But then once you are there, well, you are in a bar and it is a reason to drink. It is not that you go there to drink and the band is secondary, but you go there to see the band, and then you also have a reason to drink. In reality, seeing the band or anything else you do is to have a reason to drink. That is what people who have a problem with alcohol are experiencing. The problem with being sequestered is gradually that you don't have to offer anyone a reason to drink, unless you are in quarantine with a spouse and that spouse does not have a problem with alcohol, and every time you go to the refrigerator they say: ”You are not getting a drink, are you?”, which is going to be a real marriage ender for some people.

People that don't have a problem with alcohol, why would you go to a bar rather than go to a museum, unless it is that dating is easier because alcohol is a disinhibiting agent and maybe you don't have confidence unless you had a couple of belts under. This all feels like some stuff that you read in a 1950s Playboy: ”Have a drink! Loosen up!”

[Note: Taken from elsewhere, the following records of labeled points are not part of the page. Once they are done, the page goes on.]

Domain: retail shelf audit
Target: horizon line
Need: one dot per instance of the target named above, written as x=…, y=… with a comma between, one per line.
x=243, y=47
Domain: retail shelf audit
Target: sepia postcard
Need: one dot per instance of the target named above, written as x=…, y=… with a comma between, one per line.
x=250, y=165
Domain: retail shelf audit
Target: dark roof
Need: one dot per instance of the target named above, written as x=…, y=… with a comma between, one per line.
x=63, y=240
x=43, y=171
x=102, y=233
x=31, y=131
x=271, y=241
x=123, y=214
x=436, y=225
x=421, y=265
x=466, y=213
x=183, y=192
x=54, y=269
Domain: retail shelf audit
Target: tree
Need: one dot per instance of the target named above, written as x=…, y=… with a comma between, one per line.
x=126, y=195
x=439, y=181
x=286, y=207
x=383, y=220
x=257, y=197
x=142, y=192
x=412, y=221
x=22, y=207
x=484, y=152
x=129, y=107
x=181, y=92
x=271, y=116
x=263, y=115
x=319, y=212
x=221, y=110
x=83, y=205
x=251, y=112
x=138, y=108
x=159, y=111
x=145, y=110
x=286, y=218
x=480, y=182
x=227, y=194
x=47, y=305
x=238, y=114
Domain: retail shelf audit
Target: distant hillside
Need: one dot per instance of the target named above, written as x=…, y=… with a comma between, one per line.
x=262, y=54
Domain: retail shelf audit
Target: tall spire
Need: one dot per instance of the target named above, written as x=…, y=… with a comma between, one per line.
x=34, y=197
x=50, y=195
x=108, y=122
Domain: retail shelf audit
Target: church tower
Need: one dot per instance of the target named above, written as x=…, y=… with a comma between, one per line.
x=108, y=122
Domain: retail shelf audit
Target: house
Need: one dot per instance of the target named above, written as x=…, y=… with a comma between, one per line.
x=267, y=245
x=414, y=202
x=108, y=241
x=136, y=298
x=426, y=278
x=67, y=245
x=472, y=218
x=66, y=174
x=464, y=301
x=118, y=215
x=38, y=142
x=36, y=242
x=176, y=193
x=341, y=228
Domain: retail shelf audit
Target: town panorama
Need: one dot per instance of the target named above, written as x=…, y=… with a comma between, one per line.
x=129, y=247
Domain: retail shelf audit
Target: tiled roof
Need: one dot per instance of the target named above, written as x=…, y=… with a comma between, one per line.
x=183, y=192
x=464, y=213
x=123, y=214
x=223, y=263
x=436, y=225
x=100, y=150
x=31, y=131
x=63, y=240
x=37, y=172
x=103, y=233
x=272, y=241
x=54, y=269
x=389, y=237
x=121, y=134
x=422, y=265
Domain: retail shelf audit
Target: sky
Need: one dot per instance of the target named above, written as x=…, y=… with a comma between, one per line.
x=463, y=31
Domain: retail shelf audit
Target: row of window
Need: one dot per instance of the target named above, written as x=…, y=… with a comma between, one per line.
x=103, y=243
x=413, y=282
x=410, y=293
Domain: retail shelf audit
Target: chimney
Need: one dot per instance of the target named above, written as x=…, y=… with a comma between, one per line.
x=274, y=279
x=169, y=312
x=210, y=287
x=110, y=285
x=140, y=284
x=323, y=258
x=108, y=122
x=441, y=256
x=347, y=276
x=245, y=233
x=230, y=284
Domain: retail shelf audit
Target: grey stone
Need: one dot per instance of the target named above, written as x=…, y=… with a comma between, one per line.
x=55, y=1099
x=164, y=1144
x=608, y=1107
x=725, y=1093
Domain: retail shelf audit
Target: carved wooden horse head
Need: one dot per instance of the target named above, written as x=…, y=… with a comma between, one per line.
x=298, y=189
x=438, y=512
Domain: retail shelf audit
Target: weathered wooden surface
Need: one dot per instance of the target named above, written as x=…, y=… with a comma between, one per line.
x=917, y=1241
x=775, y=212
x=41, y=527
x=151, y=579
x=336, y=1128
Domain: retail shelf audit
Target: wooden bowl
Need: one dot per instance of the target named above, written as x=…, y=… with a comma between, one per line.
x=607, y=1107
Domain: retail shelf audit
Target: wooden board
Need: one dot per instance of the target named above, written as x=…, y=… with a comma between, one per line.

The other night John was working on a genealogy project that just occurred to him to work on. He worked on it well into the night and he realized later that there is something very middle-aged about staying up all night and working on a genealogy project. He was discovering interesting things, and imagining he was 25 and you sat him down and told him all these things he would have been like: ”Oh cool, cool!”, but if you said: ”Join me tonight at the genealogy library or go to the bar!” it would have been a harder sell than it is now.

Now he would much rather work on a genealogy project than for instance watch TV. It is a diversion in the same way that watching TV is and John is all the way to a kind of middle age where even watching TV is no competition, even watching a great new thing or a classic movie, to going online and sitting with a pad and piece of paper and writing down timelines of people who died 400 years ago.

The fact that the quarantine is working so well for him gives abundant evidence that he is well on the way to being a granddad in all the spirit. If he smoked he would have migrated to being a pipe smoker by now. That is maybe the last refuge of the 1950s Playboy in him because in 1955 all those guys that were smoking pipes and wearing velvet jackets, they were all trying to be in their 50s when they were in their 20s, but John stopped trying to be in his 20s definitely and resolutely.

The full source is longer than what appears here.